GENEALOGY-DNA-L ArchivesArchiver > GENEALOGY-DNA > 2010-02 > 1265560424
From: "Ron" <>
Subject: [DNA] On reconciling contradictory statements and takingresponsibility [was: FTDNA admits to errors ...]
Date: Sun, 7 Feb 2010 10:33:44 -0600
On Sun, 7 Feb 2010 02:14:46 -0600, Rebekah writes:
> Now.... I am sure that Ms. Krause Murphy wrote what she did to Ian as
> the official representative of Family Tree DNA. You could, of course,
> check with Bennett Greenspan or Max Blankfeld to see what they say. I
> did but it was definitely not because I doubted Ms. Krause Murphy. :-)
I assume you're referring to Eileen's email reference (dated Wednesday, February 03, 2010 8:34 AM) to a "software problem which labeled these insertions for many customers as 524.1C 524.2A instead of 524.1A 524.2C or 523.1C 523.2A, either of which would have been correct." So, this answers the question above by Ludvik Urban on what to do with Sorenson's reporting. Nothing needs to be done, Ludvic, because THEY got it right.
To give a synopsis of the chronology, I became aware of the "software problem" the day before during a Skype conversation with Eileen, in which she basically said the same thing, but also admitted to her unfamiliarity with GenBank submissions "and how well they are reviewed and corrected or whether they need to be revised." When the software problem was recognized, probably by Dr. Behar, years after the software was being used, FTDNA sent a notice (7 October 2009) ONLY to admins about a "nomenclature" change, and it suggested that it would "affect a very small number of participants" (actually thousands of participants!). The notice did not mention a "software problem," so the cat had to wait for her exit from the bag during this conversation with Eileen. I replied that "the alert by FTDNA was not understood apparently by admins that if there were CA insertions at 524, the FASTA files are corrupt." At least, they are corrupt if they were generated from a mutation list prior to late October when the changes to "nomenclature" went into effect. Mannis van Oven at PhyloTree replied first to me, who apparently knew of the problem beforehand, sending a list of 38 affected GenBank submissions from FTDNA. Since then, I discovered another affected submission, of which Mannis added to his list. Ian Logan raced ahead of me to notify the Genealogy-DNA List on February 4 about the problem. Thomas Krahn, apparently unaware that the cat was out, replied to Jan [sic] that it " ... is important that you need to distinguish "erroneous" from reporting in non-standard format." Ian, BTW, is graciously handling the re-submissions of the affected FTDNA GenBank participants (Click on: http://www.ianlogan.co.uk/Submission.htm).
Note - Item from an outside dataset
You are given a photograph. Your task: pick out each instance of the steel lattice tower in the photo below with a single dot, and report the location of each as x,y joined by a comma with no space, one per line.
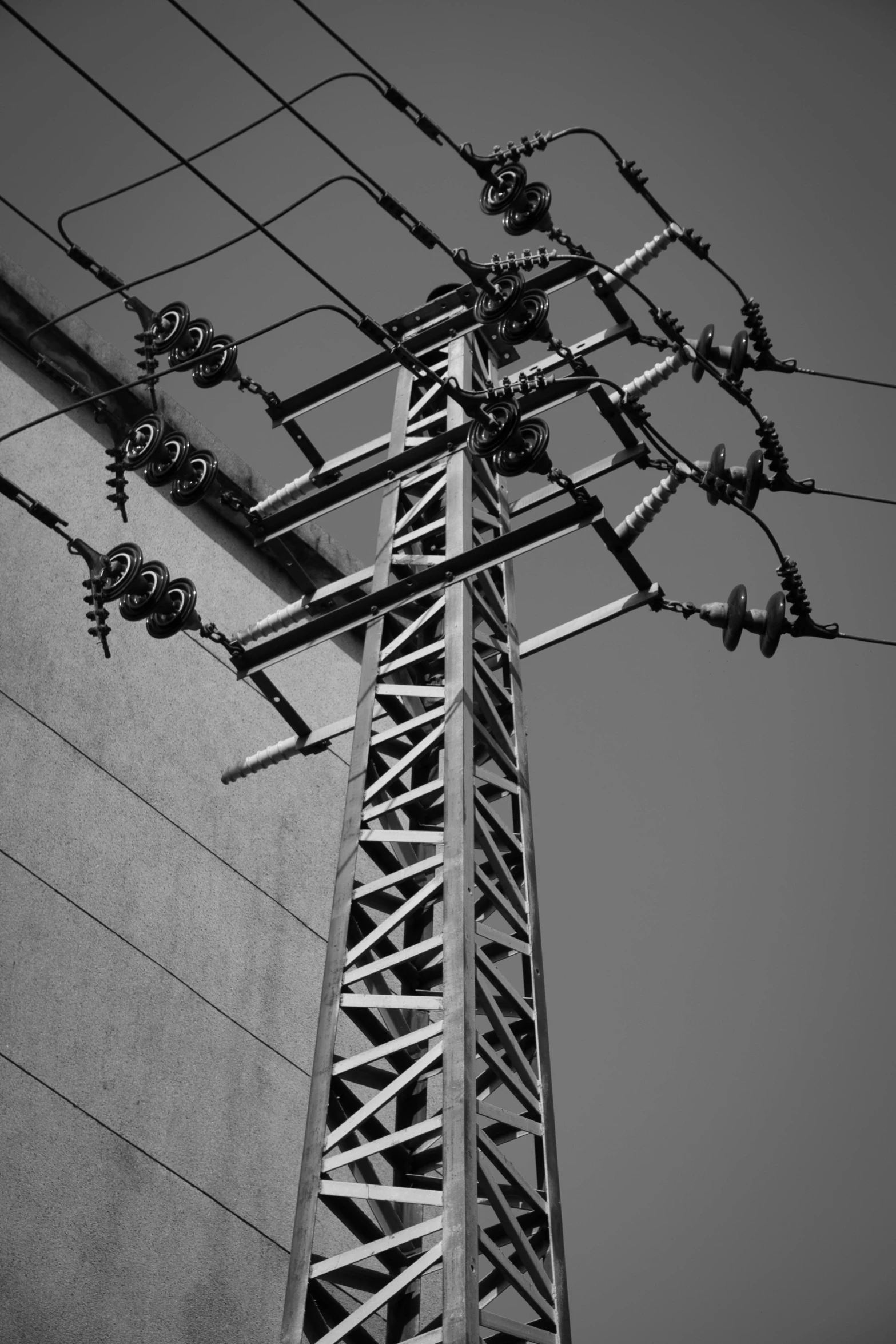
430,1127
So, this has been what the previous thread is about, distinguishing between erroneous reporting (i.e., 524.1C 524.2A ... instead of 524.1A 524.2C) as FTDNA was doing for such a long time (corrected in late October 2009) and correct reporting of these insertions. On what "correct reporting" is, Mannis offered this in a subsequent email: "524insAC is the same as 523insCA (just as 523-524delAC is the same as 522-523delCA), it just depends if you think of it as an AC repeat or CA repeat. The forensic community prefers the first notation (AC repeat), whereas phylogeographic papers mostly employ the second notation (CA repeat). If you follow the guidelines for scoring mtDNA mutations by Wilson et al. 2002 (rediscussed by Bandelt and Parson 2007), indels should be placed 3' with respect to the light strand, so that means the AC notation is preferred. I also adhered to this notation in PhyloTree." (Thanks, Mannis!)
I suggested that maybe Connie might be the one to "reconcile" the contradictory opinions (or, rather, statements) of Eileen and Thomas, since you brought her into the thread. Actually, what is needed is for Bennett Greenspan, the President of FTDNA, to acknowledge the long-perpetuated "software error" and apologize for disguising it as a "nomenclature" change to admins on 7 Febuary 2009. Apparently, no one at FTDNA seems to think it's a big deal to misrepresent the truth! So, thanks, Rebekah, for letting us all know who is responsible for what.